The standoff between Greece and Turkey is between two Nato countries and Nato seems unable to sort it. Does this prove Macron was right that Nato is brain dead?
Don’t worry, NATO’s brain is in good shape. NATO is deeply engaged in the fundamentals of European security: the nuclear balance after INFIntermediate Range Nuclear Forces, reassuring member states on the Eastern flank, coordinating force planning among all members – all of this is done, and can only be done, by NATO. NATO is in the midst of a thorough reflexion process in which its future course is charted. Also, the alliance was very active during Corona, providing a great deal of help when it mattered. And when it comes to Greece and Turkey, the mere fact that they are both members makes a big difference in easing the tensions. Diplomacy is easier this way.
The US has announced a reduction of troops in Germany, could they be replaced by EU members’ troops?
It is important that the US troops stay in Europe. We do not know very detailed plans and timelines yet, therefore I will not take part in speculations. What’s crucial here at the same time are Europe’s own capabilities and its readiness to act. Europeans have to build more muscles themselves. This is also behind my own efforts in Germany, where we have been hard at work to improve readiness, increase budgets and change the tone of the security debate.

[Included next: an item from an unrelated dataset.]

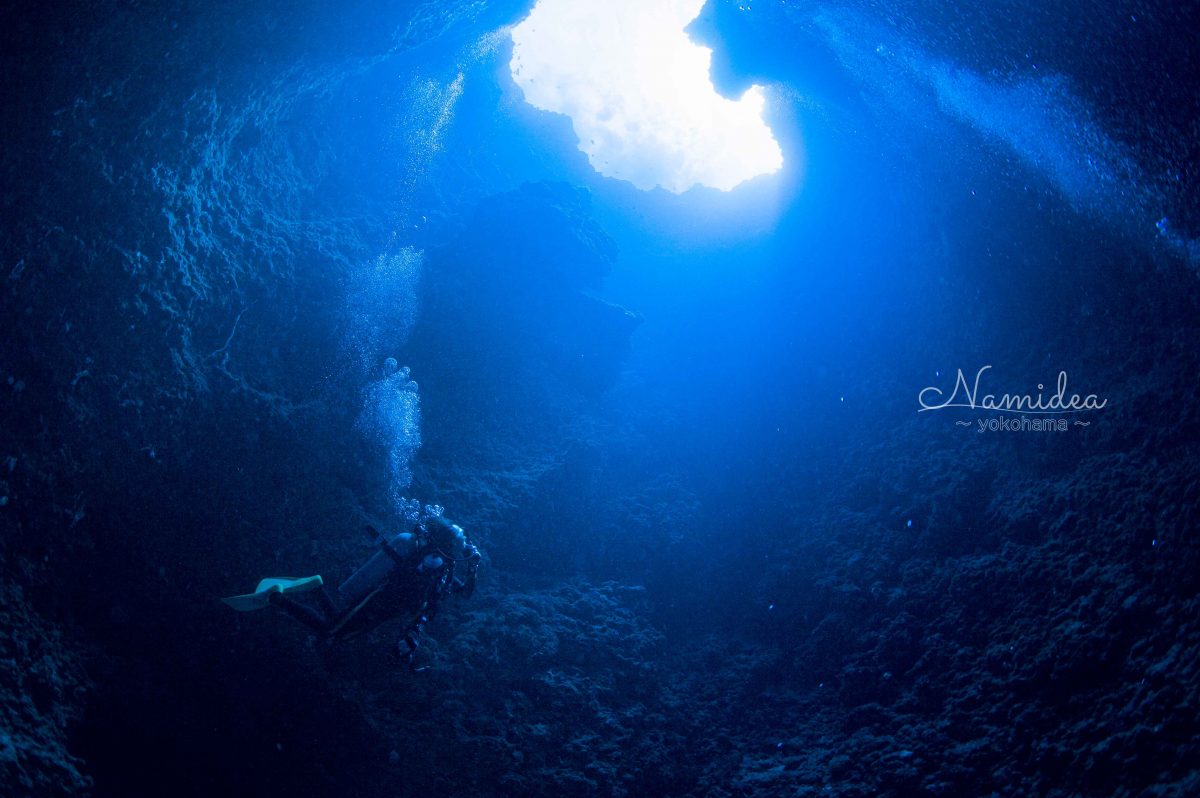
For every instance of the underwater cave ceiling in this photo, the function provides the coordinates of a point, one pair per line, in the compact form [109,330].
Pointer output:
[276,271]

On the Strategic Compass. In November, we will have the first assessment of the threats that the European Union is facing. You seem to indicate that it’s meant to be broader than assessing regional fears and mentioned also issues like AI and hybrid. But which one is in your view the EU top threat at the Moment?
The biggest threat to our security is our own complacency and disunity. Europe is surrounded by instability and conflict. It also has profound interests in its neighborhood. And yet we find it hard to create our own meaningful ability to act. That must change. I want to move towards a Europe starts producing security and stability where it matters. The risks that surround us are manifold. But they are also manageable. We need to do this with aspiration and with unity. Not having enough of either is the biggest risk I see.